The Increasingly Critical Role of Dynamic NF Placement
We'll dig into the importance of NF placement shortly, but before we start, let's generalize NF placement. For the rest of this paper, NFs will collectively include PNFs for physical, specialized hardware, VNFs, and CNFs. To clarify, for PNFs, it's more about locating and utilizing existing legacy physical appliances as part of the overall orchestration. The reality for CSPs is that many have a sizable investment in legacy PNFs, and they can and should continue to play in today's networks. Next, we'll provide a real-world scenario to demonstrate the complexity of the NF placement problem while highlighting the criticality of doing so.
Let's look at a city that just experienced a natural disaster. The disaster takes out parts of the network, including a number of cell towers, some of the mobile switching offices, and potentially some cloud data centers as well. In the meantime, we have an ambulance with paramedics tending to a trauma patient as they rush to get to the emergency room (ER). With the availability of telemedicine applications, the paramedics are using real-time video conferencing for ongoing consultation, and the patient's vitals are being streamed to the doctor at the ER. The 5G network can be used to provide an end-to-end slice between the ER and the mobile ambulance. That slice must have ultra-low latency, high reliability, and sufficient bandwidth to support real-time communications.
There might also be an ongoing transmission of vitals and videos to edge or cloud locations for ongoing analysis or archival for patient record-keeping (and post-analysis). As the ambulance traverses the crowded city to make its way to the ER as quickly as possible, it may cross multiple cell sites and be served by various edge locations.
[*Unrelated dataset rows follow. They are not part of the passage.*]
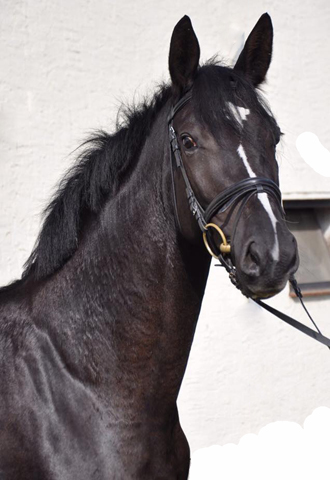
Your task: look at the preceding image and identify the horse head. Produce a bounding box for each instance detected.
[169,14,298,298]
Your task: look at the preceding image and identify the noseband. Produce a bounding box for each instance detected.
[167,90,330,349]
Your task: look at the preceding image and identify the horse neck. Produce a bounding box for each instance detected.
[32,107,209,414]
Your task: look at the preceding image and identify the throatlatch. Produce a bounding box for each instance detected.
[167,90,330,349]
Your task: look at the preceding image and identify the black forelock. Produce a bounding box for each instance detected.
[193,61,278,148]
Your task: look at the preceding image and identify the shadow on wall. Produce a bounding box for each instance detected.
[189,407,330,480]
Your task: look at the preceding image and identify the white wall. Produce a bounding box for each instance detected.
[0,0,330,450]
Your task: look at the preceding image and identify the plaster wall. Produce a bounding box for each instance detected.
[0,0,330,450]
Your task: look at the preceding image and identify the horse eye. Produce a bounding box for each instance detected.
[181,134,197,150]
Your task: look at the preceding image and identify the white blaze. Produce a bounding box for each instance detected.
[237,144,280,261]
[227,102,250,127]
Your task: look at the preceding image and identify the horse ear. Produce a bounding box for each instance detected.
[169,15,200,96]
[234,13,273,87]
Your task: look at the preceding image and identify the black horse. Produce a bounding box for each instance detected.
[0,14,297,480]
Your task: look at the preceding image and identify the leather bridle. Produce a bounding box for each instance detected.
[167,90,330,349]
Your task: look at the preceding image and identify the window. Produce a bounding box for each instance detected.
[284,200,330,297]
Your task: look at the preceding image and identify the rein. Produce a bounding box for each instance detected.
[167,91,330,349]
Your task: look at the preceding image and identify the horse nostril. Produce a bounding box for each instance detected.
[242,242,261,277]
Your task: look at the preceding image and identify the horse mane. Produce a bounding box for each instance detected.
[22,85,171,279]
[0,59,276,284]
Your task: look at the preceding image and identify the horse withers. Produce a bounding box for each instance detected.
[0,14,298,480]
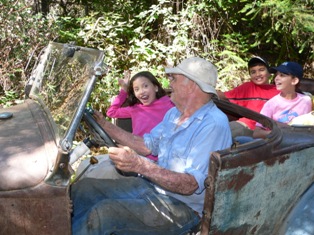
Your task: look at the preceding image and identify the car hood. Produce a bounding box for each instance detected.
[0,100,58,191]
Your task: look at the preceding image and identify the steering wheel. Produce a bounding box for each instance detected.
[83,109,138,176]
[83,109,117,148]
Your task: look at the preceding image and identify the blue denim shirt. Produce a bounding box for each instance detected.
[144,101,232,214]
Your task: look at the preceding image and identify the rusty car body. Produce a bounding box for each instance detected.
[0,42,314,235]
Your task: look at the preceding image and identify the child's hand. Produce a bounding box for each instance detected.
[118,70,131,91]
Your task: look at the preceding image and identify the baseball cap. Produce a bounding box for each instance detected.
[269,61,303,79]
[248,56,269,68]
[165,57,218,95]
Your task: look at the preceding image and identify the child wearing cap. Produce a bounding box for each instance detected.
[218,56,279,137]
[253,62,312,138]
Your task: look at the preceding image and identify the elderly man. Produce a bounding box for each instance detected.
[71,57,231,235]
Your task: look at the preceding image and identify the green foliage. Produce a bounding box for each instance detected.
[0,0,314,108]
[0,0,59,105]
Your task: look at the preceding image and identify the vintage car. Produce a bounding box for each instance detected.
[0,42,314,235]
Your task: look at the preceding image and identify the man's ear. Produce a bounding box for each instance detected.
[292,77,300,86]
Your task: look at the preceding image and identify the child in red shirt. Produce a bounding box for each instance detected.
[218,56,279,137]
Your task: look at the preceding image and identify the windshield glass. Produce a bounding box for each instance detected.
[29,42,103,138]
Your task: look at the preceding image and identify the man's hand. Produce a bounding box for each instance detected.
[108,147,144,173]
[118,70,131,92]
[93,110,105,125]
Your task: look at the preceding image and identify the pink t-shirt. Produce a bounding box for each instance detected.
[107,89,174,160]
[224,81,279,130]
[256,93,312,126]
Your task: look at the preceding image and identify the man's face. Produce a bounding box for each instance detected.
[168,74,190,106]
[249,64,270,85]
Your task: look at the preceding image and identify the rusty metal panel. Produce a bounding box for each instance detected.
[205,147,314,234]
[0,100,58,191]
[0,184,71,235]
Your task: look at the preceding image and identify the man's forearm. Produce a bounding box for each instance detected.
[98,119,150,156]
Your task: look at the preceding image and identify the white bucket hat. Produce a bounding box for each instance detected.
[165,57,218,95]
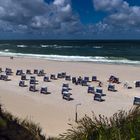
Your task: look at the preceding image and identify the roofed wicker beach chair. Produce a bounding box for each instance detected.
[26,69,32,74]
[96,88,106,96]
[0,74,11,81]
[34,69,38,74]
[21,74,27,80]
[81,80,88,86]
[72,77,77,84]
[5,68,13,75]
[43,76,50,82]
[92,76,97,81]
[65,75,71,81]
[30,79,38,84]
[62,91,73,101]
[50,74,57,80]
[108,75,120,84]
[62,72,66,78]
[16,70,24,75]
[108,84,117,92]
[19,80,27,87]
[84,77,90,82]
[77,76,83,85]
[62,83,69,88]
[30,76,38,84]
[133,96,140,105]
[57,73,63,78]
[135,81,140,88]
[0,68,2,73]
[87,86,95,94]
[29,84,37,92]
[40,87,50,94]
[61,87,69,94]
[37,70,45,76]
[94,93,105,102]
First Responder Scenario — NF Placement Challenges
As described, this is a complex real-time problem. Even prior to the ambulance starting out, the orchestration system will have already been working overtime to adapt to the disaster. Base stations that are damaged will have to be decommissioned, and user equipment will end up connecting to any reachable and operational ones. An inventory of functional radios, switching offices, edge locations, data centers, including the availability of external cloud services, will need to be rapidly updated. Likewise, the topology of the surviving network needs to be revised and finally, the orchestration system will need to relocate critical NFs previously running in damaged areas. The system will need to place the NFs into new locations, perhaps with less than ideal matching of NFs to NFVI, and possibly in higher-cost and higher-latency cloud locations.
Further, due to the criticality of the first responder situation, resources may have to be proactively rearranged to ensure that edge and network resources located close to the disaster area or the path of rescue vehicles are freed-up to provide the rapid on-demand provisioning of services as needed.
Nevertheless, as the ambulance traverses the city, sending both video and patient vitals and record-keeping information across the different slices, the orchestration system will be monitoring KPIs to ensure that SLAs can be met. If SLAs are at risk of not being achieved due to the impaired network, the orchestration system (likely powered by AI/ML) will need to adapt in real-time. The system could take action by deprioritizing other less critical traffic and reallocating resources across the radio spectrum, and the network core, including calling upon the NF placement engine to place critical NFs in new locations. If insufficient resources are available, the operator may need to dynamically instantiate services in public clouds and public edge clouds to meet the processing needs of the overall system and to topologically ensure that the traffic can still achieve the end-to-end SLAs.
The problem of keeping the network up during disasters is one that we experience today, so the scenario above isn't unique. Today, we ensure that first responder networks have higher priority traffic markings and use preemption to make sure critical voice and data traffic gets through. In evolving 5G networks that feature network slices with many more grades of services, orchestration systems will need to step up. New systems need to take into account the significant number of goals, constraints, and telemetry streams reflecting the ongoing health and performance of the network. Real-time adaption will be necessary since simple predictive models based on time-of-day or day-of-week patterns may not be sufficient in a disaster situation, and the NF placement problem becomes significantly harder.
In evolving 5G networks that feature network slices with many more grades of services, orchestration systems will need to step up. They need to take into account the significant number of goals, constraints, and telemetry streams reflecting the ongoing health and performance of the network.